People Moves
Davies Names Deputy Group CEO, Eyes Big Revenue Growth

As well as naming a deputy CEO, the organisation aims to grow global revenues by up to £3 billion ($3.71 billion) by the end of 2030.
Davies, a
London-headquartered professional services and technology
company serving insurance and other regulated markets, has
appointed Matt Button as deputy group CEO, with effect from 1
January.
Button, who will lead Davies’ business units across
operations, sales, and marketing, reports to group CEO, Dan
Saulter.
At Davies since 2015, Button has served as group M&A
director, and latterly as CEO of Davies North America, now the
firm’s largest business unit, following its launch in
2019.
Separately, the firm has unveiled its Vision-2030 strategy that
will see the firm focus investment across four major lines and
themes: technology and AI; organic growth and cross-selling;
geographic and solution expansion; and operational excellence.

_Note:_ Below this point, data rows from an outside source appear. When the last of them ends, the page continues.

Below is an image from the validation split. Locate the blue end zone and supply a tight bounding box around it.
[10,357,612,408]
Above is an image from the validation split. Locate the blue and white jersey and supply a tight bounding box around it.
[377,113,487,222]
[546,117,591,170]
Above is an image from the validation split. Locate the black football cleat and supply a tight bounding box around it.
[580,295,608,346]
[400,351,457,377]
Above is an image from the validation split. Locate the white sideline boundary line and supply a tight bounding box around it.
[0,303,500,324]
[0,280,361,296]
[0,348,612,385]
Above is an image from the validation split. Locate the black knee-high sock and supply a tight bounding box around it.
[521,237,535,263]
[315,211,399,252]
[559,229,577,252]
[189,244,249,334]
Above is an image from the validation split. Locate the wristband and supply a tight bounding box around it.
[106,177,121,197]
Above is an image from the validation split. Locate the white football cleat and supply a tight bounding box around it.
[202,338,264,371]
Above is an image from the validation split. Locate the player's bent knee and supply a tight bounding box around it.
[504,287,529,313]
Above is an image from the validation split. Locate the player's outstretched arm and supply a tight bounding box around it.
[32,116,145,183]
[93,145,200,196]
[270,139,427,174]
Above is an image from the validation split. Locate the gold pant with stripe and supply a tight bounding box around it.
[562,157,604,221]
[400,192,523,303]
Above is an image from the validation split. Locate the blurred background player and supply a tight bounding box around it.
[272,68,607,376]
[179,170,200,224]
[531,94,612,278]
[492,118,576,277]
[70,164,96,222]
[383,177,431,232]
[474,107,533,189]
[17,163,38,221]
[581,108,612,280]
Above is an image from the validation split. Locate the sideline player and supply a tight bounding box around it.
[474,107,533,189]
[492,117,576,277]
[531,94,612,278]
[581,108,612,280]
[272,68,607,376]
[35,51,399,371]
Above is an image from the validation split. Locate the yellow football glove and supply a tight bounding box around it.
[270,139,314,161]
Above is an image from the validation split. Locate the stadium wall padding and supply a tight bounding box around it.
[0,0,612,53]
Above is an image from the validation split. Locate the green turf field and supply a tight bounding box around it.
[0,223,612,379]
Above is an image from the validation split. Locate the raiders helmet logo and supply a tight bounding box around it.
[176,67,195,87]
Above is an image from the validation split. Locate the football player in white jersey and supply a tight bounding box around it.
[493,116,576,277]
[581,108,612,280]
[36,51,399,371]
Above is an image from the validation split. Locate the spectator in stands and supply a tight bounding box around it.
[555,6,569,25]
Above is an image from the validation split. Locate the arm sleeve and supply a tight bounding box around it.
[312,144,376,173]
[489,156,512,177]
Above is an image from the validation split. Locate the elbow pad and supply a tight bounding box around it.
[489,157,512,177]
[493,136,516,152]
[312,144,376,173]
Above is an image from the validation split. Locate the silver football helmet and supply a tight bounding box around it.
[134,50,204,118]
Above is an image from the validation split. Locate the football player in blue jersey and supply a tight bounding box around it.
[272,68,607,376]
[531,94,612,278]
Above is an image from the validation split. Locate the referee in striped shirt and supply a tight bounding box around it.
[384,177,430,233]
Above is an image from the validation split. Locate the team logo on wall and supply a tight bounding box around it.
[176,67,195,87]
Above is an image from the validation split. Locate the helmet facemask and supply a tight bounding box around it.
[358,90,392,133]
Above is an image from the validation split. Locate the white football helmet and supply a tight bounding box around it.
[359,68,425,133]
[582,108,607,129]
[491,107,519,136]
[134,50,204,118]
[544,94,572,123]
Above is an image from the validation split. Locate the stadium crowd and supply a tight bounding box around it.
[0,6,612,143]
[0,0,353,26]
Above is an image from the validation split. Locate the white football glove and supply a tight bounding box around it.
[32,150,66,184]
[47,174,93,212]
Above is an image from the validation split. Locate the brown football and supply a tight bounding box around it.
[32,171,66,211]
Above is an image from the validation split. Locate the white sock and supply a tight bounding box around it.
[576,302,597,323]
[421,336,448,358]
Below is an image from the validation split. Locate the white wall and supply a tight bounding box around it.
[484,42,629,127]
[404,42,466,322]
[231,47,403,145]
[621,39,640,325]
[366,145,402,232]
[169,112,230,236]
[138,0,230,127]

Davies aims to grow annual global revenues to £2.5 to 3.0
billion ($3.71 billion) by the end of 2030, it said in a
statement late last week.
Button has grown annual revenues in North America from zero to
almost $500 million in the past five years, the firm
said.
Earlier in 2024 Davies appointed
Amber Wilkinson as group CFO, a role she will be
taking up in January 2025.
Following Button’s promotion, Davies will run a short internal
process in the first quarter of this year to appoint a new North
America chief executive. In the meantime, senior Davies
executive, Dhara Patel, will become interim CEO of Davies
North America until the role is filled. Patel joined Davies in
2023 following Davies’ acquisition of ACM, USIS, PGCS and ICA and
was promoted to president and deputy CEO of Davies North America
in July 2024.
The firm has more than 8,500 colleagues operating in more than 20
countries, with large operational centres in the UK and US. The
business delivers professional services and technology solutions
across the insurance and financial services value chain,
including claims, underwriting, distribution, regulation and
risk, dispute resolution, customer experience, human capital,
digital transformation and change management.